Die Ursprünge dieser alternativen Balkanroute liegen allerdings immer noch in Serbien, wohin die Migranten teils per Flugzeug gelangen. Das gilt etwa auch für die türkischen Antragsteller, die zuletzt zweimal den zweiten Platz in der Monatsstatistik des BAMF eingenommen haben. Daneben ist auch die Landroute über Griechenland und Bulgarien nicht aus dem Spiel, wie die serbischen Kontrollen zeigen. So ist auch die Türkei als Transit- und Herkunftsland immer noch von zentraler Bedeutung und wird es wohl bleiben. Von nicht geringerer Bedeutung sind die Pull- oder Sog-Effekte, die von Mitteleuropa durch zu laxe Regeln für Asylbewerber und niedrig qualifizierte Zuwanderer gesetzt werden.

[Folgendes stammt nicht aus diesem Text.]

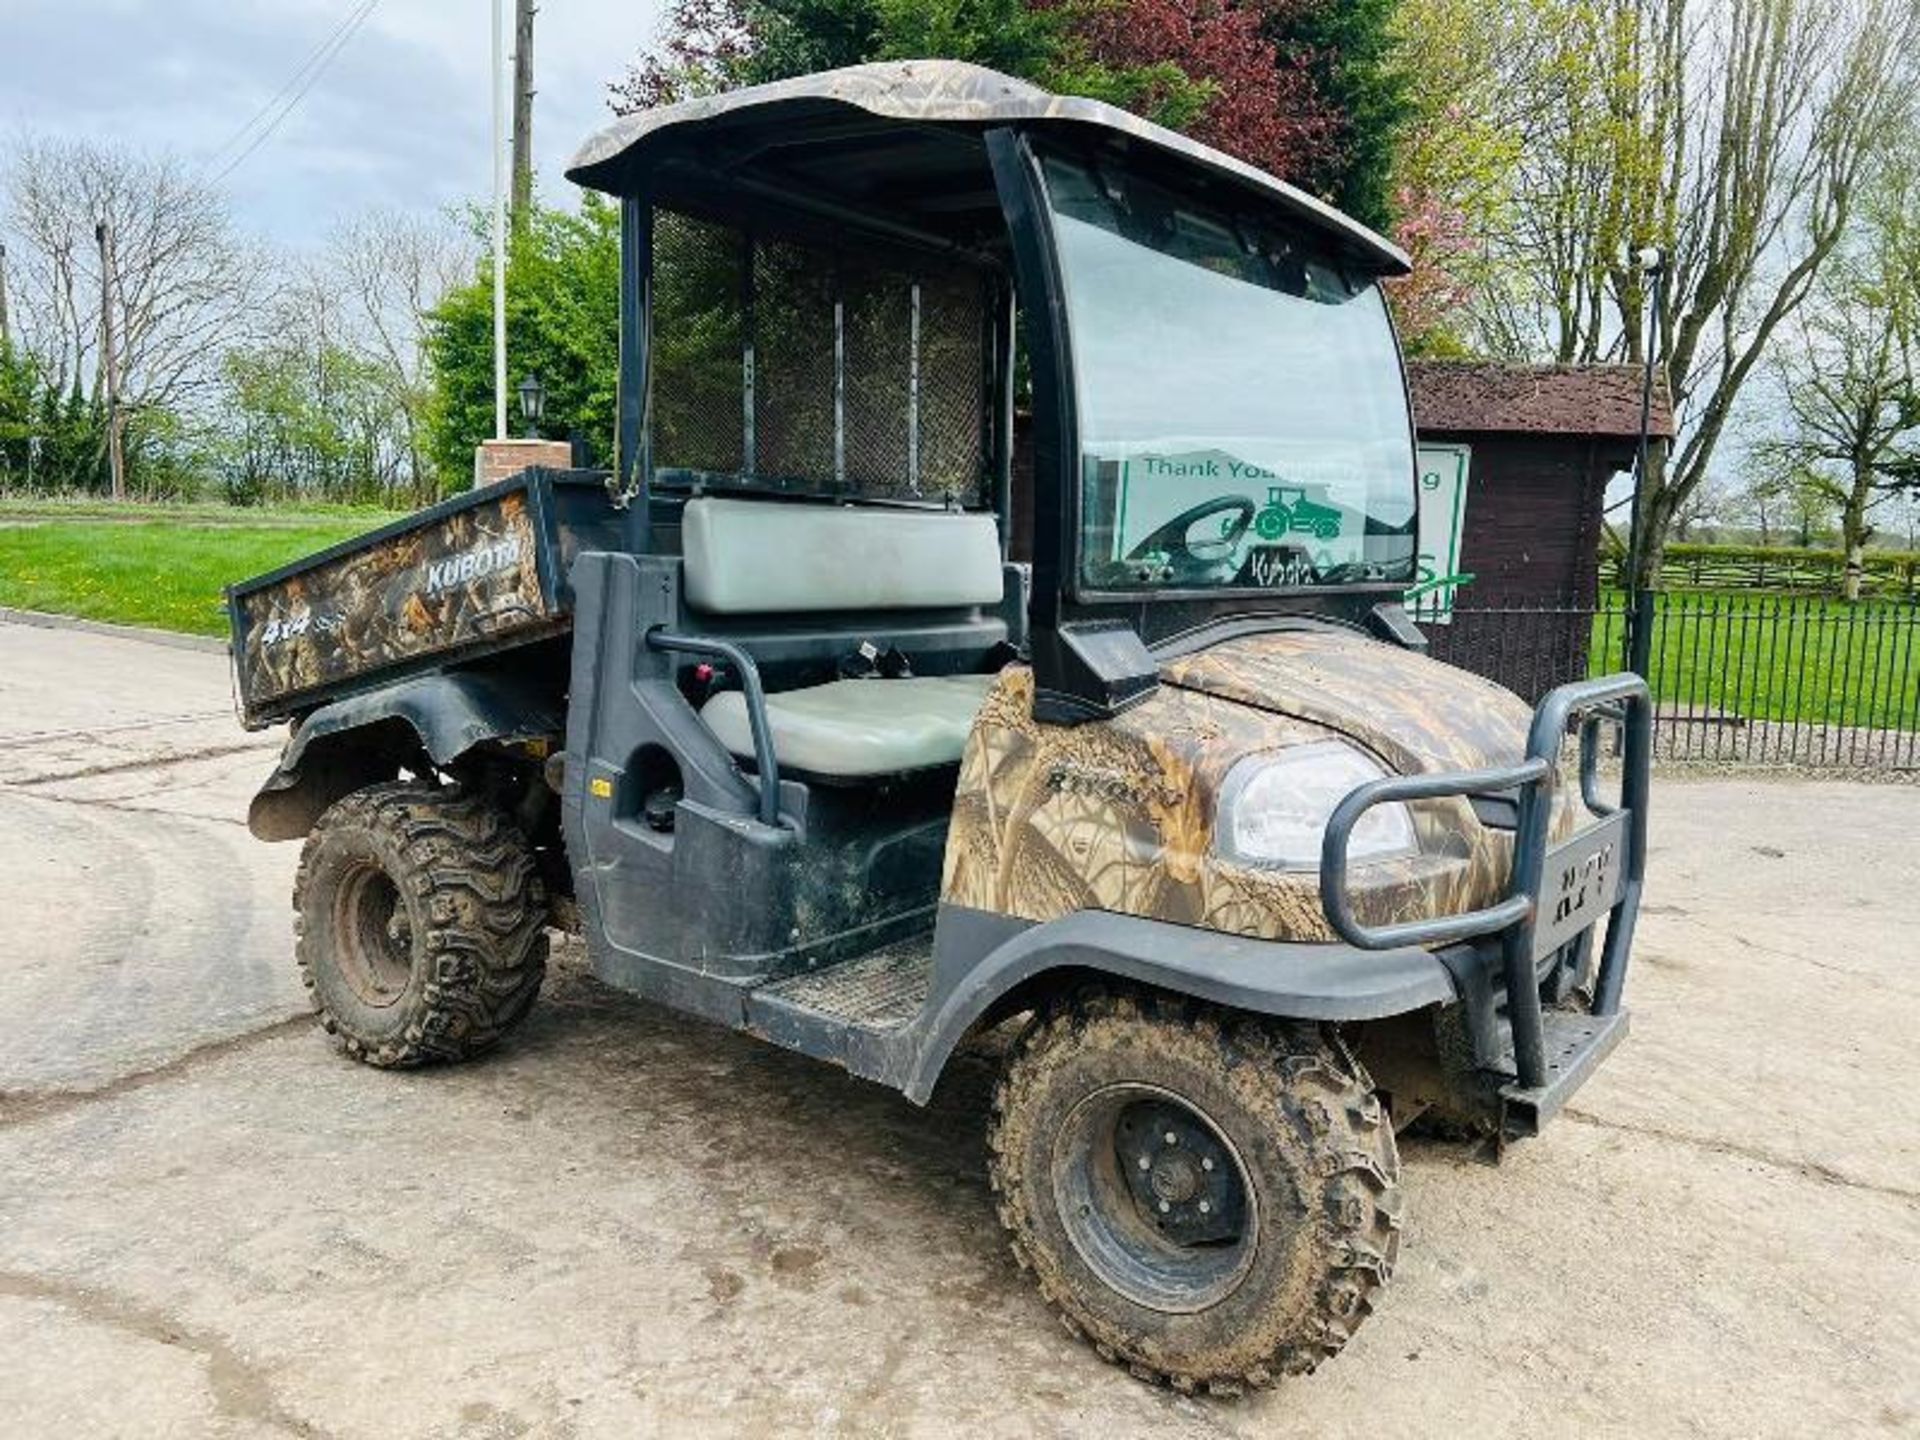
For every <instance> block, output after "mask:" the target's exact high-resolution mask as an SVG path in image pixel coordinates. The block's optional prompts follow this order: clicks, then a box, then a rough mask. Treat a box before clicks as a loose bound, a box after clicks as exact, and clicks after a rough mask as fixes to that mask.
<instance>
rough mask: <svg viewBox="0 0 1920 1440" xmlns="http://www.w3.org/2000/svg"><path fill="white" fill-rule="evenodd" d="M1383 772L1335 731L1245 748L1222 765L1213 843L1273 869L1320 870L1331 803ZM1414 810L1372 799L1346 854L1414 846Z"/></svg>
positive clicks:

Zu dem Brandbrief des BAMF-Chefs in Deutschland hatte es übrigens auch eine Bundestagsdebatte mit dem Titel „Die richtigen Lehren aus dem Brandbrief des BAMF ziehen – Irreguläre Migration stoppen“ am 15. November geben sollen. Die Aktuelle Stunde wurde allerdings auf Wunsch der antragstellenden Union abgesagt. Warum nur? Befürchtete man am Ende doch zu viel Wasser auf die Mühlen der Zuwanderungskritiker? Aber auf Dauer werden sich auch schwierige Themen nicht mehr in dieser Weise ignorieren lassen.